饗介「お…恐ろしいものを見てしまった…。」
洋「入る時間考えりゃよかった…。」

老婆の裸身が頭から離れず、苦しむ2人。2人は路地裏でのた打ち回った。
結局、2人は立ち直るためにかなりの時間を要してしまったのであった。

饗介「あー、ひどいもの見た。」
洋「何か口直しになるものはないかな?」
饗介「口直しねえ…そうだ!」

饗介の声が急に明るくなった。

饗介「大事な人を忘れていたよ。まゆりちゃんたちにちょっかいをかけに行こう!」
洋「おお、そうでした!そういうことなら早速実行だ!」

かくして、2人は光彦とカルテットが住む家へと向かった。
実は、この段階で薬の効き目の切れる時間はかなり近くに迫ってきていたのだが、2人はそれに気づいてはいなかった。そのせいで2人はひどい目にあうのであるが、それはまた後のお話。
さて、光彦とカルテットの家に着いた2人である。2人は悩んでいた。

洋「どうやって入ろう…。」

透明人間である利点は誰にも気づかれないことである。つまり、ノックをしたりガラスを割って進入したりしては透明化した意味がなくなってしまうということなのである。
そうやって進入方法に迷っているところに救世主とも言える存在が現れた。

みゆう「♪〜。」

みゆうが買い物からちょうど帰ってきたのである。

饗介「ラッキー。みゆうちゃんについていけば!」
洋「どうせ彼女鈍いから気づかないだろ…。」

彼ら2人にとって今のみゆうはまさに「天使」であった。そして…

みゆう「ただいま〜。」
洋(よし今だ!)
饗介(OK!)

みゆうが扉を開けるのを見計らって2人は侵入したのであった。

ひとみ「お帰りなさい。」
みゆう「まゆりちゃん、頼まれたものは全部買ってきたよ。」
まゆり「ありがとう。これで今日はおいしい豚の角煮をご主人様に食べていただくことができますわね。」
あすか「楽しみ…です…。」

カルテットの4人が晩御飯に向けて思いをめぐらせているその時!

まゆり「きゃっ!」

不意にまゆりの胸に揉まれるような感触が走った。

ひとみ「どうしたのですか?」
まゆり「今急に胸をもまれたような気がして…あ、また!」
みゆう「大丈夫?」

意表をつく出来事に顔を赤らめるまゆり。しかし、その直後もっとすごいことが始まった。

まゆり「!?」

まゆりの着物が急に脱げ始めたのだ!もちろん饗介の仕業である。

みゆう「あ、まゆりちゃん!」
まゆり「着物が…見えない手に脱がされるように…。」
饗介(ふふふ…。もっと早くこうすればよかったぜ。これでまゆりちゃんの裸を…。)

饗介は有頂天になりながらまゆりの着物を脱がせていた。しかし、彼と洋には徐々に破滅の時が近づいていた。

洋(ん…あ、まずい!)

そう、薬の効き目が切れ始め、まず始めに透明化しておいた服が見え始めたのである。

洋(逃げなくては!)

いち早くそれに気づいた洋は慌てた。しかし、もう遅かった。

あすか「この…服は…何…でしょうか…?」

まずあすかが気づいた。そしてそれから暇もなく…

洋(まずい!)

身体のほうも透明化の効き目が切れ、饗介と洋は完全にその姿を現してしまったのであった。

ひとみ「あー!」
まゆり「!」
みゆう「ハエ!」
饗介(うっへっへ…。もうすぐまゆりちゃんの裸を…。)「あれ?」

事ここに至って被害を受けていたまゆりから浮かれていた饗介に至るまでその場にいた全員が気づいた。

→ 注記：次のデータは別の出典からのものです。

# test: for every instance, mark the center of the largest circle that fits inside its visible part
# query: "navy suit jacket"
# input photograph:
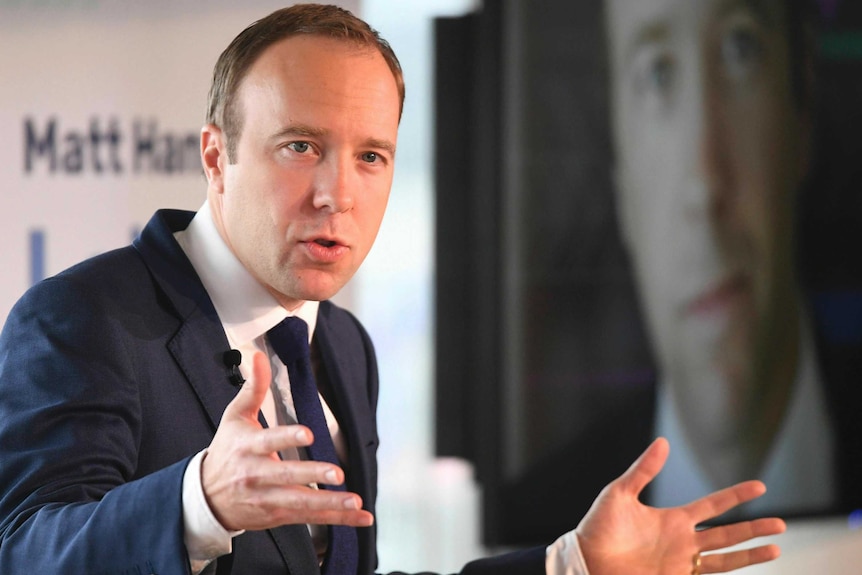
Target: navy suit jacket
(111, 378)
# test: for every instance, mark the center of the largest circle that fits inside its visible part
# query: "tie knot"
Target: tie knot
(289, 339)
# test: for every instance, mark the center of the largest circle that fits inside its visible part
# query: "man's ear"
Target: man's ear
(213, 154)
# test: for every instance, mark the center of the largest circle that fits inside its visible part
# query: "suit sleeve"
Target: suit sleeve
(70, 430)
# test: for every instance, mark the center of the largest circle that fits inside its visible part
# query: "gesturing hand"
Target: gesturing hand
(620, 535)
(249, 487)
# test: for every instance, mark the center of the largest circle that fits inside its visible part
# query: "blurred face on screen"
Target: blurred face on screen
(710, 149)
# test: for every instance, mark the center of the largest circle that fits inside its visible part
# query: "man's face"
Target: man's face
(710, 151)
(303, 202)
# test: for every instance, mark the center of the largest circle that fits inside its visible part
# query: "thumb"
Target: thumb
(646, 467)
(247, 402)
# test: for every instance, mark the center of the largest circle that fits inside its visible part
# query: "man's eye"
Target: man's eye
(299, 147)
(742, 50)
(654, 73)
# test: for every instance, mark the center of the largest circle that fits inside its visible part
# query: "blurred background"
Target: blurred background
(522, 364)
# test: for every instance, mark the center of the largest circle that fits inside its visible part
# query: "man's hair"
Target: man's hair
(302, 19)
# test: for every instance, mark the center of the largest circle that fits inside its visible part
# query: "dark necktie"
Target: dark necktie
(289, 339)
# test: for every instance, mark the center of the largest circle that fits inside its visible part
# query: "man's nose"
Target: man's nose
(335, 185)
(710, 166)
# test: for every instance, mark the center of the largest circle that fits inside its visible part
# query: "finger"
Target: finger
(281, 437)
(723, 562)
(247, 402)
(304, 504)
(724, 500)
(645, 467)
(727, 535)
(281, 474)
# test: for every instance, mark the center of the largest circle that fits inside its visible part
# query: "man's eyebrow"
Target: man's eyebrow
(762, 9)
(306, 131)
(298, 131)
(380, 144)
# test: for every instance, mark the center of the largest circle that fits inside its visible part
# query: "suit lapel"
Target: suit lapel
(198, 348)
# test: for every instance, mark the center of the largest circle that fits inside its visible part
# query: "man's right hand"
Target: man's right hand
(249, 487)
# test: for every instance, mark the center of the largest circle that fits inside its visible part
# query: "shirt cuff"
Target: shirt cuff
(564, 557)
(204, 536)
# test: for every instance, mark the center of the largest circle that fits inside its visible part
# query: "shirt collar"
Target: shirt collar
(246, 309)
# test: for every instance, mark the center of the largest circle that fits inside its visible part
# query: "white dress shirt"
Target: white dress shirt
(799, 468)
(247, 311)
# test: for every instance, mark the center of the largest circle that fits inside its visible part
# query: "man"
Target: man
(711, 124)
(126, 446)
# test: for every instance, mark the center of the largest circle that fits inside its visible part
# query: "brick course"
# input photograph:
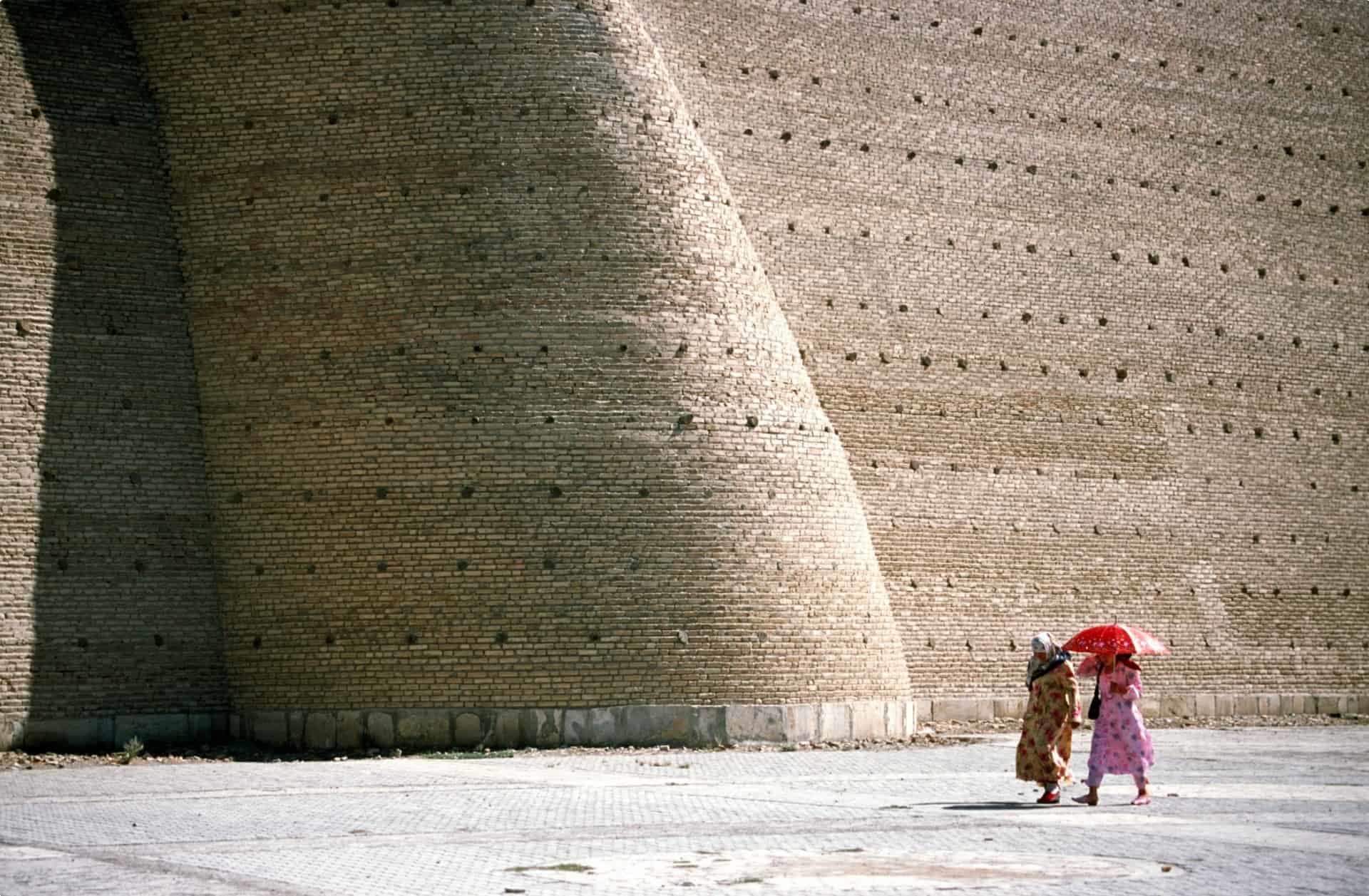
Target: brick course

まゆり「そうですか…。やはりあなたたちでしたか…。」
洋「まずい!逃げるぞ!」
饗介「OK!」

饗介と洋は逃げようとした。しかし…

ひとみ「それはいけませんよ!」

ひとみに首根っこを力任せにつかまれて完全に逃げ場を失った。とその時…

ゴトッ!

ひとみ「…?これは何ですか?」

透明化用の薬2ビンが洋の懐から落下した。

饗介「あ!これは!」
まゆり「この慌てぶり…。よほど大事なものなのでしょうね…。いったい何なのですか?」
饗介「教えないね。」
まゆり「そうですか…。ではひとみの怪力があなたたちの首の骨を粉砕することになりますが…。」

怒りのオーラがにじみ出ていることが傍目にも分かる状態のまゆりは恐ろしいことを口走った。

饗介「わ…分かった。話すよ。」

まゆりのホラーじみた迫力に押され、饗介と洋は真実を洗いざらい話した。

まゆり「そうですか…。どうしましょうか…そうですわ!」

まゆりは微笑を浮かべた。その微笑みには見るもの全てを戦慄に陥れる恐ろしさと美しさがあった。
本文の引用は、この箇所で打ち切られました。